As smart as my mum was, I don’t think she knew anything about phobias. Perhaps nobody did at the time. My phobia for snakes grew and it never went away. It became my constant companion – the most unwanted companion ever. The mere thought of a snake or a picture of one made the hair on my arms rise and my mouth go dry, not to mention the instant headache and stomach pain. Nobody knew anything at that time about post-traumatic stress disorders either. They just asked you to get a grip on yourself and move on. Could I have developed that?

I don’t live in that town anymore. I am now an old lady and live in an apartment in Sydney, Australia. When I left the country I grew up in, I chose to live in New Zealand where there are no snakes. I could garden as much as I wanted to, walk wherever I wanted and let my children play wherever they wanted. Soon I forgot snakes existed. But alas, as fate would have it, my children moved to Australia, a land full of some of the deadliest snakes! When I retired, I had to follow them to be close to my grandchildren.
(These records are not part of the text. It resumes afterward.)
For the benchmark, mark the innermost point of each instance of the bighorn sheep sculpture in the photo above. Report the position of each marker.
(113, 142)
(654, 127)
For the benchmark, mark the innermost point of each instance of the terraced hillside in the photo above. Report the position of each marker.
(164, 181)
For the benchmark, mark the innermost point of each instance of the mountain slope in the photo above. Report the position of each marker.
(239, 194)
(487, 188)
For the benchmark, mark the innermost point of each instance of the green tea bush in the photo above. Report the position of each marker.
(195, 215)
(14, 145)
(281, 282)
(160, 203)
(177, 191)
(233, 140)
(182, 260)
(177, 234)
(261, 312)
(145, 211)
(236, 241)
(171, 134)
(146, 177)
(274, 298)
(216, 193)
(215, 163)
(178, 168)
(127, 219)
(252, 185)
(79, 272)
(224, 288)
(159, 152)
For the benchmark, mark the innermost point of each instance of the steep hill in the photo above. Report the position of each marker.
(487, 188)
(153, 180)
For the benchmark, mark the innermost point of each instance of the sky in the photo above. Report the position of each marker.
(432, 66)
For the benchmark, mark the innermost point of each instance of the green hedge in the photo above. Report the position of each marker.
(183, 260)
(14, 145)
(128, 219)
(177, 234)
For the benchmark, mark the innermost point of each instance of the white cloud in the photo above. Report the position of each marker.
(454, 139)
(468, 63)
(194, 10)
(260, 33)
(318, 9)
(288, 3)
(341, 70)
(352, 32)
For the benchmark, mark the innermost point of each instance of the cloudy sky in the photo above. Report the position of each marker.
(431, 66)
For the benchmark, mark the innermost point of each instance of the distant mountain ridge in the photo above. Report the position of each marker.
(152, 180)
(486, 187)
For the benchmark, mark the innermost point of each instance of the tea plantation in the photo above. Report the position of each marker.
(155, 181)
Before I knew it, I was looking for snakes everywhere – in front of me, behind me, under my bed, in the cupboards, behind the toilet bowl, in the toilet bowl, just everywhere! My phobia had returned! I didn’t think it could after so many decades, but it did.

So, I now live in an apartment on the top floor of a tall building, hoping that no snake will take the trouble to climb up that far.

I still look though!


I am an Indian woman who was born and raised in South Africa then relocated to New Zealand in 1988.  I have recently retired and relocated once more to Australia to be close to children and grandchildren.

Professionally, I am a social and health psychologist who served as Director of the Centre for Asian and Ethnic Minority Health Research and Evaluation based within the School of Population Health, in the Faculty of Medical and Health Sciences, at the University of Auckland in New Zealand.  My research has focused on the impact of the social environment on mental health and its physical manifestations, and was conducted for the New Zealand Ministry of Health and Ministry of Social Development, providing empirical data to inform social and health policy.  As director, I have also served on several expert advisory groups to the New Zealand Government and the Auckland City Council, as well as for other research projects conducted within the school.  Prior to obtaining a Masters and PhD in psychology in New Zealand and commencing a career in university education and research, I obtained a Secondary Education Diploma at the Springfield College of Education for Indians in Durban and a BA and B.Ed. from the University of South Africa, and taught English in high schools in South Africa and New Zealand.   I have published peer reviewed academic reports and articles in international journals and have also presented papers internationally in the field of social and health psychology. 

This story is my first non-academic work.